Dans la vie, Anna a l’air d’une fille gentille, polie, bien élevée, réservée. « Je dévoue tout mon temps libre à étudier, confirme-t-elle. Nous devons y passer beaucoup de temps, parce que nous manquons souvent l’école ». Elle passe son temps chez elle, en famille. Ainsi au premier janvier, la fête russe la plus célébrée : « l’électricité s’est coupée juste avant dans l’immeuble : alors mes parents ont fait ‘bom bom bom’ pour marquer l’heure. On s’est bien amusé ! ». Ou pour l’anniversaire de ses 16 ans, fêté le 28 mars – en confinement avec famille, chien et chats.

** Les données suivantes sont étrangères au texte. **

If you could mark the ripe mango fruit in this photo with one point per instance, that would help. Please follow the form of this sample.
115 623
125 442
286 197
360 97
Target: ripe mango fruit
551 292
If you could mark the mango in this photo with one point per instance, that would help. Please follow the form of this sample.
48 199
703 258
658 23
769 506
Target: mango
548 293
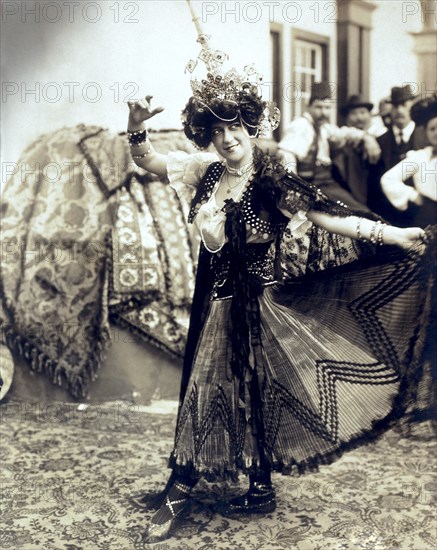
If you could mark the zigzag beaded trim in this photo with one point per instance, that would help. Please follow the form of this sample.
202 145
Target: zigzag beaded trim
211 177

En même temps, Anna apprend vite du monde : « D’habitude, les patineurs sont toujours tendus quand je leur demande une séance de photos hors glace, raconte Flavio Valle, l’un des plus grands photographes d’Italie. « Mais pas Anna. Elle contrôle tout. En découvrant le lieu que je lui proposais, elle m’a dit tout de suite : ‘non, on va plutôt le faire là, la lumière est meilleure et le décor plus joli’ ! ».
Sur la glace, elle est ultra-compétitive, même à l’entraînement. A Graz, elle est revenue en pleurant se blottir dans les bras de son entraîneur, après une chute sur son deuxième quad Lutz. Elle l’avait raté aussi le matin à l’entraînement. « J’étais si désolée de cette chute, justifiera-t-elle ensuite. Le programme se déroulait si bien, les premiers sauts étaient bons, mais ensuite je n’ai pas pu tenir le programme et les émotions sont parties à la dérive. Ce n’est pas ce que je souhaitais ». Les émotions, toujours.

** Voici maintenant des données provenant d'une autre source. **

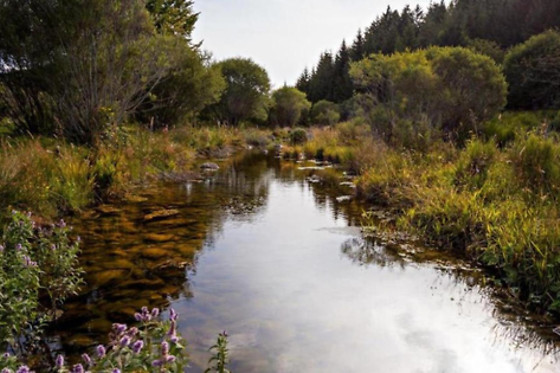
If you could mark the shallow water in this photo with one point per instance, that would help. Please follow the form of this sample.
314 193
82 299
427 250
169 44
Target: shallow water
270 255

A 16 ans tout juste, la voilà deux fois Championne de Russie (fin 2018 et fin 2019), vice-Championne d’Europe, médaillée d’argent à la Finale. Elle aussi, aura sans doute du mal à surmonter son adolescence. « Je suis en plein dedans, disait-elle à Graz. Mais ça vient par étapes. Je ne grandis pas d’un seul coup, donc je n’ai pas de problèmes de coordination ». Pour elle aussi, une année de perdue dans une carrière courte. Mais les émotions demeurent, alliées précieuses et ce qui depuis toujours a fait la marque des plus grandes championnes.